Het college heeft aan de intrekking van bijstand over de maand oktober 2016 ten grondslag gelegd dat appellanten in die maand voor € 1.500,- een auto hebben gekocht, waarbij niet duidelijk is hoe de aankoop van die auto is gefinancierd. Hierdoor is het recht op bijstand over deze maand niet vast te stellen. Appellanten hebben aangevoerd dat zij voor de aankoop van de auto geld hebben geleend van [naam 3] (A), waartoe zij verwijzen naar een schriftelijke verklaring van 10 oktober 2016. Deze beroepsgrond slaagt niet. De bedoelde schriftelijke verklaring van 10 oktober 2016 is opgesteld door de verkoper van de auto die verklaart dat A € 1.500,- heeft betaald voor de auto. Daaruit blijkt niet dat, zoals appellanten stellen, sprake is van een lening.
4.12.
Uit 4.8 tot en met 4.11 volgt dat het hoger beroep tegen aangevallen uitspraak 2 niet slaagt. Ook deze uitspraak zal daarom worden bevestigd.

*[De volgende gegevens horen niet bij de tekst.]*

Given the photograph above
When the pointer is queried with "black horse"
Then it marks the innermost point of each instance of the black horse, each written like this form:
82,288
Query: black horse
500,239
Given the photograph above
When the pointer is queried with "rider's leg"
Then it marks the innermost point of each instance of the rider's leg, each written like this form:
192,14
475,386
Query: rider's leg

5. Voor een veroordeling in de proceskosten bestaat geen aanleiding.

BESLISSING

De Centrale Raad van Beroep bevestigt de aangevallen uitspraken.
Deze uitspraak is gedaan door P.W. van Straalen als voorzitter en W.F. Claessens en C. van Viegen als leden, in tegenwoordigheid van S.A. de Graaff als griffier. De beslissing is uitgesproken in het openbaar op 5 maart 2019.